Loop extrusion has emerged as a prominent hypothesis for how SMC complexes shape chromosomes - single molecule in vitro observations have yielded fascinating images of this process. When not extruding loops, SMC complexes are known to topologically entrap one or more DNAs. Here, we review how structural insight into the SMC complex cohesin has led to a molecular framework for both activities: a Brownian ratchet motion, associated with topological DNA entry, might repeat itself to elicit loop extrusion.

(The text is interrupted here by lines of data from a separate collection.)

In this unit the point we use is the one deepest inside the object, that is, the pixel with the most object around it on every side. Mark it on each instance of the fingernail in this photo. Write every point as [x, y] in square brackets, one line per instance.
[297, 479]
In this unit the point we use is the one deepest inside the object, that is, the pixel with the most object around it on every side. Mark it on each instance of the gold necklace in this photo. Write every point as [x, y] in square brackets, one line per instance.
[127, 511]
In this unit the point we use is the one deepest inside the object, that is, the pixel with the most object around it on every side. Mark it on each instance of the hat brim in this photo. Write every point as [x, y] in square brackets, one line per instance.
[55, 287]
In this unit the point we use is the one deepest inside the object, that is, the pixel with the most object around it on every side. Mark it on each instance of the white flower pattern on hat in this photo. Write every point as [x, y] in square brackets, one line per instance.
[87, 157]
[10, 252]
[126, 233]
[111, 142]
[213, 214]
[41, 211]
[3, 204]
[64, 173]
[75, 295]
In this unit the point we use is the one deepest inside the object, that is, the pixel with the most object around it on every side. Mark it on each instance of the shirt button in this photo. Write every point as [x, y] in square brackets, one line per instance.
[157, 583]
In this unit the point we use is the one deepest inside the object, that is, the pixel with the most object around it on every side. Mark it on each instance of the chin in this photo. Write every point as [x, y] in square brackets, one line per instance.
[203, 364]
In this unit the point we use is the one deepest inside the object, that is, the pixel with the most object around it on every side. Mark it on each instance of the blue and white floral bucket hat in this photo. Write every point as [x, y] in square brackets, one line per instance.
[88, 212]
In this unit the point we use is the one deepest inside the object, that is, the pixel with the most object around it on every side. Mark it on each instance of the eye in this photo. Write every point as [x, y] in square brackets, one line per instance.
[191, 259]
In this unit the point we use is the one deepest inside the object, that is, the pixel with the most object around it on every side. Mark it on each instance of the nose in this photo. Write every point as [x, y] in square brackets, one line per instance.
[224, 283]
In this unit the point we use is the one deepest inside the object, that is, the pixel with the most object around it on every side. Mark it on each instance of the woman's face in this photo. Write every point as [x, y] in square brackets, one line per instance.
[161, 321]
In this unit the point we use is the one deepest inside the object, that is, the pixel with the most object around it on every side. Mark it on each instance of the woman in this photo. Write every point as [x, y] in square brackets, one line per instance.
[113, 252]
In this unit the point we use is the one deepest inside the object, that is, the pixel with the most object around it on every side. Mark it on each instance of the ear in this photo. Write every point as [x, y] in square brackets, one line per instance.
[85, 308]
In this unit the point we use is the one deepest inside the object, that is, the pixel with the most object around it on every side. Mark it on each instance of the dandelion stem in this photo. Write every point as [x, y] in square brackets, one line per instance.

After contrasting alternative loop extrusion models, we explore whether topological loading or loop extrusion is more adept at explaining in vivo SMC complex function. SMC variants that experimentally separate topological loading from loop extrusion will in the future probe their respective contributions to chromosome biology.

Figure 1

Molecular model for topological DNA entry into the cohesin ring. a) Structural overview of the cohesin complex components, as well as of the cohesin loader, and their assembly. b) Model for DNA entry into the cohesin ring through the kleisin N-gate followed, or not, by ATPase head gate passage.

Figure 2

A Brownian ratchet model for loop extrusion by cohesin. a) Repeated cycles of gripping-to-slipping state transitions, followed by DNA release from the Scc3-hinge module, enact a ratchet that drives loop extrusion. b) Three scenarios of how DNA could engage with the cohesin complex during loop extrusion, resulting in a topological, pseudo-topological or non-topological interaction.

Figure 3

Alternative models for loop extrusion by SMC complexes. a) The tethered inchworm model, in which the two HEAT-repeat subunits (HEAT) step along the DNA. b) The segment capture model, inspired by prokaryotic SMC complexes, in which the Kite subunits (Kite) perform a power stroke to loop DNA. An additional DNA anchor (not shown) is required for loop extrusion. c) The scrunching model suggests that the hinge captures DNA and hands it over to the heads to enlarge the loop.

Figure 4

Challenges to in vivo DNA loop extrusion. a) DNA-bound obstacles and sparse free DNA must be navigated by advancing SMC complexes. b) Condensin extrudes DNA asymmetrically, leaving gaps during chromosome formation. c) Long stretches of chromatin must be extruded, where diffusion capture offers shortcuts. d) Loop extrusion solely generates intra-chromosomal cis loops, while SMC complexes also engage in inter-chromosomal interactions. e) Loop extrusion predicts formation of a linear SMC backbone. SMC complexes are observed to form clusters, as expected from diffusion capture.